"Die Biographie eines Schriftstellers
sind seine Werke"
Konventioneller Würdigungen Stefan Heyms bedarf es längst nicht mehr. Bereits 1988 hatte der berühmteste Schriftsteller der DDR seine als "Nachruf" betitelten Memoiren veröffentlicht, ein einzigartig spannendes wie persönliches Dokument deutsch-deutscher Zeitgeschichte. Und als der in Chemnitz als Helmut Flieg geborene Autor am 16. Dezember 2001 88-jährig in Israel verstarb, war die Zahl der Nachrufe von Weggefährten und Kollegen Legion – von Wolf Biermann über Ralph Giordano, Günter Kunert und Johannes Mario Simmel bis zu Rolf Schneider.
Doch nicht der außergewöhnliche Umfang seines literarischen Schaffens und die Zahl seiner Leser und Bewunderer sind es, die Stefan Heym auch im zehnten Jahr nach seinem Tod interessant machen. Es war sein lebenslanges gesellschaftliches Interesse, seine Einsatz- und Kritikbereitschaft in und an den politischen Verhältnissen, in denen er lebte, sowie deren Rezeption und Reflexion in seinen Romanen und Erzählungen. Das wusste niemand besser als Heym selbst, der in seinem "Nachruf" schrieb: "Man sagt, die eigentliche Biographie eines Schriftstellers seien seine Werke. Das stimmt insofern, als die Erfahrungen seines Lebens, seine Ängste, seine Freuden in seine Schriften eingehen, und diese wiederum, durch eine Art Rückkopplung, auf dem Umweg über ihre Wirkung auf seine Zeitgenossen die Haltungen und Handlungen des Autors beeinflussen"
Literatur und Schriftsteller in der DDR
Mit der Gründung der DDR begann in der ehemaligen sowjetischen Besatzungszone eine offene Instrumentalisierung der Literatur durch die Politik der SED. Literaten und Künstler waren zwar im "Leseland" hoch angesehen, jedoch bei den meisten Kulturfunktionären nur dann, wenn sie ihre Arbeit in den Dienst des Sozialismus stellten. So erklärte Otto Grotewohl 1951 in einer Rede mit dem bezeichnenden Titel "Die Kunst im Kampf für Deutschlands Zukunft": "Literatur und bildende Künste sind der Politik untergeordnet. [...] Die Idee in der Kunst muss der Marschrichtung des politischen Kampfes folgen. Denn nur auf der Ebene der Politik können die Bedürfnisse der Werktätigen richtig erkannt und erfüllt werden."

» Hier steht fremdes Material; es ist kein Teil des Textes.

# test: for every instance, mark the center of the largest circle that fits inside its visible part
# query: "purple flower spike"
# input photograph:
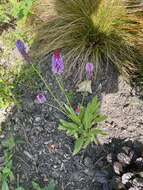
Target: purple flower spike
(57, 63)
(22, 49)
(40, 98)
(89, 70)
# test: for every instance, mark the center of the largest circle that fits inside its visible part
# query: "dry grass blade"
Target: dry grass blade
(97, 31)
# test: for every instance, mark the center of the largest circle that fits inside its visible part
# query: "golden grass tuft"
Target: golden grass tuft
(97, 31)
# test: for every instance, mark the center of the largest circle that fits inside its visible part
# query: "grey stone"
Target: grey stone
(126, 177)
(118, 168)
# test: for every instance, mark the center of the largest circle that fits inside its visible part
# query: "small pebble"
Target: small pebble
(109, 158)
(118, 168)
(123, 158)
(138, 182)
(126, 177)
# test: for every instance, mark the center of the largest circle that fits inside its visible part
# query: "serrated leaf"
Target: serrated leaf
(85, 86)
(20, 188)
(51, 186)
(91, 113)
(78, 145)
(36, 186)
(72, 115)
(5, 185)
(100, 118)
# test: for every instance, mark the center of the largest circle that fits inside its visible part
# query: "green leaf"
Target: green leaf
(70, 128)
(20, 188)
(5, 185)
(51, 186)
(36, 186)
(78, 145)
(91, 112)
(72, 115)
(100, 118)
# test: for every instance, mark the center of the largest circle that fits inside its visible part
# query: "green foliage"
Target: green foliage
(83, 127)
(6, 174)
(4, 18)
(97, 31)
(6, 96)
(51, 186)
(21, 9)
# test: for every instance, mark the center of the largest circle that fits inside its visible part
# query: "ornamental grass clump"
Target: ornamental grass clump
(97, 31)
(81, 123)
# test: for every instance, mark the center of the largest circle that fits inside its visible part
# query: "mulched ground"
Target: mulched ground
(47, 153)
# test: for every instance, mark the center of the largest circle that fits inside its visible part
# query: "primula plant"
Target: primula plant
(82, 122)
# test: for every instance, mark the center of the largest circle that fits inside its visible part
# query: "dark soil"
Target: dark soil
(47, 153)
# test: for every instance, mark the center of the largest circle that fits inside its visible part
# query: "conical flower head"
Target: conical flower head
(89, 70)
(57, 63)
(22, 49)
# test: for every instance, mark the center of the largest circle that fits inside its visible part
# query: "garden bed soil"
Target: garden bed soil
(47, 152)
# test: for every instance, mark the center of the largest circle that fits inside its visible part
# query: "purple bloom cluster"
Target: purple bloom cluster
(57, 63)
(22, 49)
(89, 70)
(40, 98)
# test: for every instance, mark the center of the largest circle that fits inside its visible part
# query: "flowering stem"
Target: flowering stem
(63, 91)
(48, 88)
(56, 108)
(83, 98)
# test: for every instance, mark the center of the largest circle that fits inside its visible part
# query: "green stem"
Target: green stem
(48, 88)
(83, 98)
(56, 108)
(63, 91)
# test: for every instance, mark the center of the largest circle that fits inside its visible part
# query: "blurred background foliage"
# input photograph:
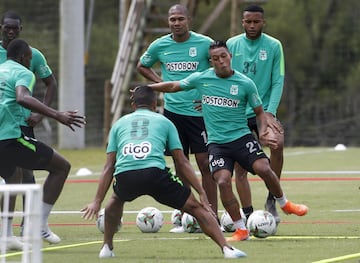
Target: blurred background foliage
(321, 42)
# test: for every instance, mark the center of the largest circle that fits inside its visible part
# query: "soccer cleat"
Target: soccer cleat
(177, 229)
(297, 209)
(14, 243)
(239, 235)
(50, 237)
(270, 206)
(106, 252)
(231, 252)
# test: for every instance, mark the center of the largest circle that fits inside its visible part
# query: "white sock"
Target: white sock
(46, 209)
(9, 230)
(239, 224)
(281, 200)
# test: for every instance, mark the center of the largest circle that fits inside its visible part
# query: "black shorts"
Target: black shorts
(191, 131)
(245, 151)
(24, 152)
(162, 185)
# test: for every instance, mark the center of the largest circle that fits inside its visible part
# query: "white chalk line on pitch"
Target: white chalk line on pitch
(337, 259)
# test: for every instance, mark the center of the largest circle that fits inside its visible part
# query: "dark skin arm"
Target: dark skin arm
(51, 86)
(148, 73)
(68, 118)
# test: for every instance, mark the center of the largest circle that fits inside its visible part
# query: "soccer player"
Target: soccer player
(135, 161)
(11, 26)
(180, 53)
(260, 57)
(19, 150)
(225, 94)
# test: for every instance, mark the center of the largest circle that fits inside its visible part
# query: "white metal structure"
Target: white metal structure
(32, 221)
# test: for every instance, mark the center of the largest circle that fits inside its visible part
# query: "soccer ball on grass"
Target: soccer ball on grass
(261, 224)
(100, 221)
(149, 220)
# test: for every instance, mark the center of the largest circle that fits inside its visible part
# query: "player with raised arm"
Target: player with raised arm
(19, 150)
(11, 26)
(225, 94)
(260, 57)
(135, 159)
(181, 53)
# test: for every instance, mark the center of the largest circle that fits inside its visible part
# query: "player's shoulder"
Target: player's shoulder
(270, 39)
(235, 38)
(198, 36)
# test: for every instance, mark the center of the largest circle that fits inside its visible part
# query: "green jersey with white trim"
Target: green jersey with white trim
(12, 114)
(224, 103)
(177, 61)
(38, 63)
(139, 140)
(262, 60)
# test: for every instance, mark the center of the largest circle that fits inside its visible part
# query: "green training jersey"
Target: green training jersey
(139, 140)
(38, 66)
(224, 103)
(177, 61)
(12, 114)
(262, 60)
(38, 63)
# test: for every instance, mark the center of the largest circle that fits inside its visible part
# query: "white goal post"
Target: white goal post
(32, 221)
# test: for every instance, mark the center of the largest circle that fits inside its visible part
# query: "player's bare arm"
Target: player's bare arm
(148, 73)
(68, 118)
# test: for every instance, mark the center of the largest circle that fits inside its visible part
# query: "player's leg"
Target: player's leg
(27, 178)
(58, 168)
(243, 189)
(276, 164)
(113, 214)
(210, 227)
(231, 204)
(197, 137)
(14, 242)
(208, 182)
(262, 168)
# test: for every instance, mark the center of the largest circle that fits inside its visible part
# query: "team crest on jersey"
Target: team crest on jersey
(234, 90)
(192, 52)
(263, 55)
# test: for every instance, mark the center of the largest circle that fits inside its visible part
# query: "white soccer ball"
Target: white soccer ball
(227, 223)
(176, 217)
(261, 224)
(149, 220)
(100, 221)
(190, 224)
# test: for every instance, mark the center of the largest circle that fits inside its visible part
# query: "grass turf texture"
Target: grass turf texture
(325, 180)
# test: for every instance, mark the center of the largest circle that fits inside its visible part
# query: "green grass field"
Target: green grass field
(327, 181)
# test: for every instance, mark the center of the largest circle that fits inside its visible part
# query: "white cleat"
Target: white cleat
(50, 237)
(177, 229)
(231, 252)
(14, 243)
(105, 252)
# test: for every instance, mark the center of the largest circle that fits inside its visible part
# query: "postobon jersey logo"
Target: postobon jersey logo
(137, 151)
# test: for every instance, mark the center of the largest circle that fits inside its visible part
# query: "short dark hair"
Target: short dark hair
(143, 96)
(217, 44)
(16, 48)
(254, 8)
(12, 15)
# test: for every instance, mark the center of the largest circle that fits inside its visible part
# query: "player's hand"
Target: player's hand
(71, 118)
(90, 211)
(197, 105)
(34, 119)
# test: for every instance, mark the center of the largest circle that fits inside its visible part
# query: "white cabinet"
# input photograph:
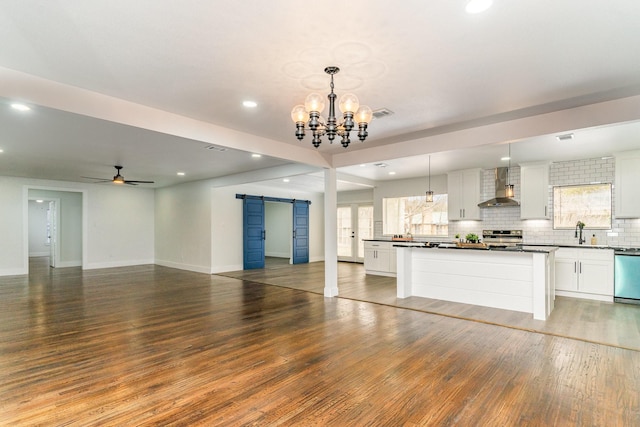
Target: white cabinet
(534, 194)
(464, 190)
(627, 190)
(584, 273)
(377, 258)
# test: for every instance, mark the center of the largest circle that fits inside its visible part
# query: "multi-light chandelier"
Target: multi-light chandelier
(307, 116)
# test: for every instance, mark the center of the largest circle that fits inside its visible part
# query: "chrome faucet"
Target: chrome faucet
(579, 227)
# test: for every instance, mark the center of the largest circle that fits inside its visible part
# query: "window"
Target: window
(403, 215)
(590, 204)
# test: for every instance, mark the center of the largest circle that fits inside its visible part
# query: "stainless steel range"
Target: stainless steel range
(502, 238)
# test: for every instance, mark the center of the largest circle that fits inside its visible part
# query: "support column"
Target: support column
(330, 233)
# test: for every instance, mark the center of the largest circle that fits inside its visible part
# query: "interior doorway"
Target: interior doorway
(58, 233)
(355, 224)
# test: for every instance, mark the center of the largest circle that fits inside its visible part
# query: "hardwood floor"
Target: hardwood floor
(591, 321)
(151, 345)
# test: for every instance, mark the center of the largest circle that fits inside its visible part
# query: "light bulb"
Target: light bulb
(364, 114)
(349, 103)
(299, 114)
(314, 102)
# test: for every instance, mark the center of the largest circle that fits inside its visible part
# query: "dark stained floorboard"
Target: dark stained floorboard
(150, 345)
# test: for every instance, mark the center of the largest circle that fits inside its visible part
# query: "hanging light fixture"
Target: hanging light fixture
(508, 187)
(308, 115)
(429, 192)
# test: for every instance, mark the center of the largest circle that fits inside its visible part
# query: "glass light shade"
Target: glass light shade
(364, 114)
(314, 102)
(349, 103)
(429, 196)
(509, 191)
(299, 114)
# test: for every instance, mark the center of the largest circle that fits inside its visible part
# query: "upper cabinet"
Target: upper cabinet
(627, 184)
(534, 193)
(464, 190)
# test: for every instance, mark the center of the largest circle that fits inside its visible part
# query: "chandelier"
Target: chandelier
(307, 116)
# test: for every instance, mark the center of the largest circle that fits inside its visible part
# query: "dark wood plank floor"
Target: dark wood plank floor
(591, 321)
(151, 345)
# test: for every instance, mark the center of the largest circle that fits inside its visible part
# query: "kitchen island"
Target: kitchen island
(519, 279)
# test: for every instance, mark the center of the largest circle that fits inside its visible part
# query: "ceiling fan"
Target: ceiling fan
(118, 179)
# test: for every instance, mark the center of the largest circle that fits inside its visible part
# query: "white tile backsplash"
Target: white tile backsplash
(541, 231)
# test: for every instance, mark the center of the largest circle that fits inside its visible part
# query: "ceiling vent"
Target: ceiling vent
(565, 137)
(215, 148)
(382, 112)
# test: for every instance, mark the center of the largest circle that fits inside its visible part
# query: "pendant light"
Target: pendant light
(429, 192)
(508, 187)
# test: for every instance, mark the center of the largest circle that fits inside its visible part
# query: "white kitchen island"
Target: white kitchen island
(519, 280)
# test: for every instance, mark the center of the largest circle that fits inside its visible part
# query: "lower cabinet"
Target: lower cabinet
(377, 258)
(584, 273)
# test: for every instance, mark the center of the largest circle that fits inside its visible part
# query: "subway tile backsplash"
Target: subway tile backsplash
(541, 231)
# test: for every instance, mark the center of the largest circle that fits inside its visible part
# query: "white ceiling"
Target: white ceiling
(440, 70)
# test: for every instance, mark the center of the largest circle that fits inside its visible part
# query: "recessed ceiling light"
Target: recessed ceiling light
(20, 107)
(477, 6)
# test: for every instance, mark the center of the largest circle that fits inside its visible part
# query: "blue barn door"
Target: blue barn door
(300, 232)
(253, 234)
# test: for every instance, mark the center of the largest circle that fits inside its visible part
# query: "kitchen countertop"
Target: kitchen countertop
(524, 248)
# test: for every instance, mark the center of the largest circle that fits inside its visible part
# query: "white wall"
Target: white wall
(403, 188)
(183, 226)
(355, 197)
(118, 229)
(279, 229)
(199, 226)
(70, 222)
(38, 245)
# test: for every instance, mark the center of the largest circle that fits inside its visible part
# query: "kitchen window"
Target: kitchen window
(590, 204)
(404, 215)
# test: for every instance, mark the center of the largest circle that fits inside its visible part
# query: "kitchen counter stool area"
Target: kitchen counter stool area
(511, 280)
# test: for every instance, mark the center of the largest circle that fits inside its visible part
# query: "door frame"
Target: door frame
(25, 220)
(355, 232)
(300, 259)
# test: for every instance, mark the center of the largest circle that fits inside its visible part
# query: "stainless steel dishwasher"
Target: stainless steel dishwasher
(627, 276)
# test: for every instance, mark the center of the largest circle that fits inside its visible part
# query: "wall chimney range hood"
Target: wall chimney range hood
(501, 199)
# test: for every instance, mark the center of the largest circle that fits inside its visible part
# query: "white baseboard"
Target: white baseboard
(112, 264)
(13, 271)
(62, 264)
(224, 268)
(183, 266)
(278, 254)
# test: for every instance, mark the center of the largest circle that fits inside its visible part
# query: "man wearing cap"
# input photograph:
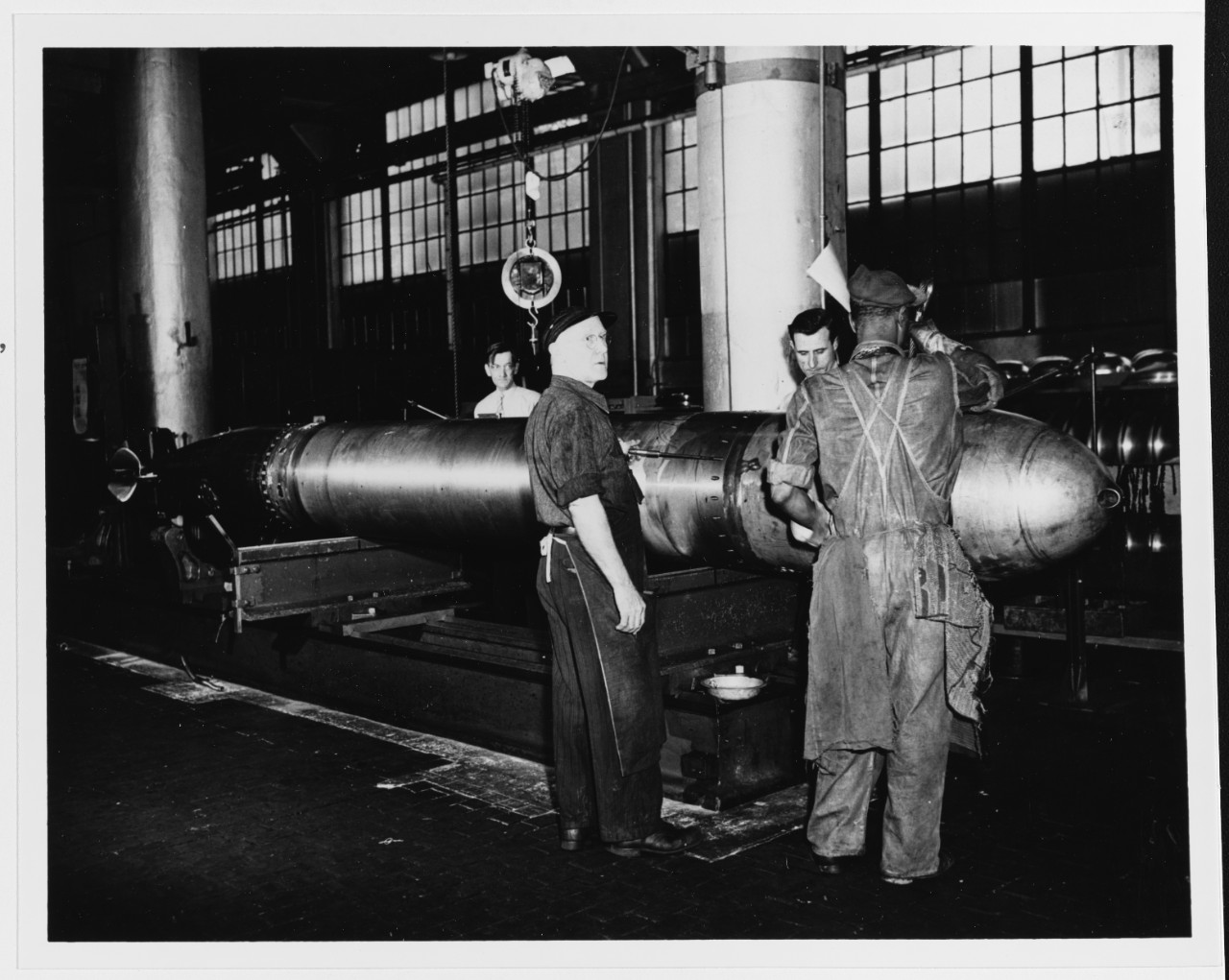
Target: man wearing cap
(899, 627)
(605, 684)
(509, 400)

Denn viele Literaten und Intellektuelle ließen sich nicht auf die ideologische Linie der Partei bringen. Sie bewahrten sich ihre Kritikfähigkeit – gegenüber der SED-Propaganda und trotz der kulturellen Isolation im Ostblock. Da es nach den Vorstellungen der Ost-Berliner Führung keinerlei Kritik an der Richtigkeit des Sozialismus geben konnte, reagierte sie mit Unverständnis auf Publikationen, die nicht im DDR-Kontext verfasst waren. Offen kritische bzw. systemfeindliche Autoren wurden zu Haftstrafen verurteilt oder nach Westdeutschland abgeschoben, vorsichtigere Kritiker mit Zensur und Veröffentlichungsverboten bestraft. Als Zäsur in die DDR-Kulturgeschichte ging das 11. Plenum des Zentralkomitees der SED im Dezember 1965 mit seinem kulturpolitischen Kahlschlag ein.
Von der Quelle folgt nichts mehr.